The move raises an interesting question: does using Twitter and Facebook to pass on commercial messages contravene the Unsolicited Electronic Messages Act?

When New Zealand’s anti-spam legislation came into effect in September 2007, it had at least one unintended consequence on otherwise-legitimate New Zealand marketers: the previously popular device of “Friend Get Friend”, FGF, (encouraging consumers to tell their friends about the sponsor’s fine products — suddenly fell into a very grey area.

Given the provisions of the Act, was FGF now illegal (as seemed to be the case)? The question was of especial importance to Trade Me, who had previously provided easy email facilities for members to email auction details to their friends. It was a great method of helping unusual auctions to go viral. Was the party now over?

The Unsolicited Electronic Messages Act was intended to stamp out spammers, not hinder legitimate Kiwi businesses just trying to market their wares effectively. Would the Act kill “advertiser-assisted” viral marketing?

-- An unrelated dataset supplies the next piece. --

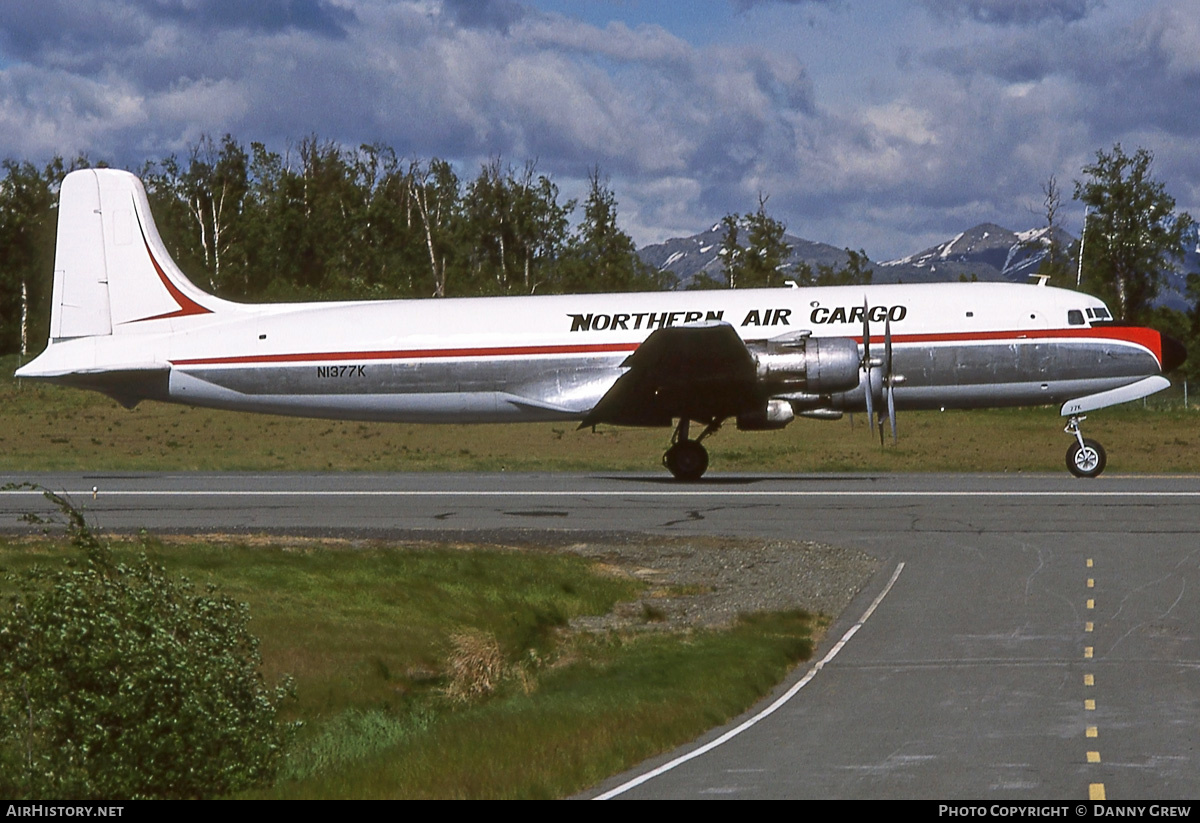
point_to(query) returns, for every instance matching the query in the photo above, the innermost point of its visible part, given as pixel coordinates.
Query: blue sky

You’ll be relieved to learn that,after a time of wonder, a reasonable interpretation of the Act led to the following advice being given by the Department of Internal Affairs (who administer the Act):

Friend get friend campaigns, or ‘viral marketing’, usually encourage subscribers to provide the name and email address of a friend who is then sent a commercial electronic message and emailed by the company or promoter encouraging them to opt in/register.

An electronic message such as this would be unsolicited because the friend has not consented to receiving the message from the company or promoter. Consequently if the message was commercial (i.e. marketing or promoting goods, services, land, a business or investment opportunity) it would be considered spam. However, if the companies’ email is forwarded by the recipient to a friend(s) this is usually okay.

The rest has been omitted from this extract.